In fact, the RecursiveCharacterTextSplitter, like chunkipy, uses a recursive strategy to split text. The default list of separators is ["\n\n", "\n", " ", ""]. This has the effect of trying to keep all paragraphs (and then sentences, and then words) together as long as possible, as those would generically seem to be the strongest semantically related pieces of text. Like chunkipy, you could define different splitting strategies or counting function, though RecursiveCharacterTextSplitter only accepts character separators or regex, while chunkipy allows using more sophisticated function to split the text.

Conclusions

chunkipy is a hybrid-approach based chunker that capitalizes on sentence segmentation models for constructing text chunks of superior quality. Compared to other libraries, it produces chunks that are not only more comprehensible but also improve the results of downstream tasks, like vector search or named entity recognition.
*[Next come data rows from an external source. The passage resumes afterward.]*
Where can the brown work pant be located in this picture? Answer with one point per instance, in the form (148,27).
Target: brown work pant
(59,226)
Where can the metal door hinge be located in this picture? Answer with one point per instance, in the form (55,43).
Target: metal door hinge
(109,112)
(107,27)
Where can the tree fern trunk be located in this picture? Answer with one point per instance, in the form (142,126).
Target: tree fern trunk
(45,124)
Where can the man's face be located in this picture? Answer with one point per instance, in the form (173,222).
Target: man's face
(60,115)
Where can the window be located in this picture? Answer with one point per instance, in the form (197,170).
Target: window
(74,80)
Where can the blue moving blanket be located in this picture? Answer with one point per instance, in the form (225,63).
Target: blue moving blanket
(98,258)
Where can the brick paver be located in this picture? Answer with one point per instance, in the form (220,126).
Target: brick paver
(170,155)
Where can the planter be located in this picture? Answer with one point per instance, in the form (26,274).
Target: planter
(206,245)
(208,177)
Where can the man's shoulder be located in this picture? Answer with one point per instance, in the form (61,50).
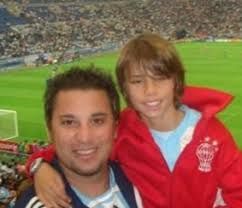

Also, it is very flexible, allowing for custom text splitting strategies, including very complex pattern or custom heuristics. Clearly, it is not perfect, and it could be optimized or improved with more features.

I was happy to learn that the library is widely used in my current company and in the previous one by my colleagues, who appreciated the work done in this field. I hope this could help other people with similar needs. If you want to contribute, if you find a bug or have a feature request, please open an issue on GitHub.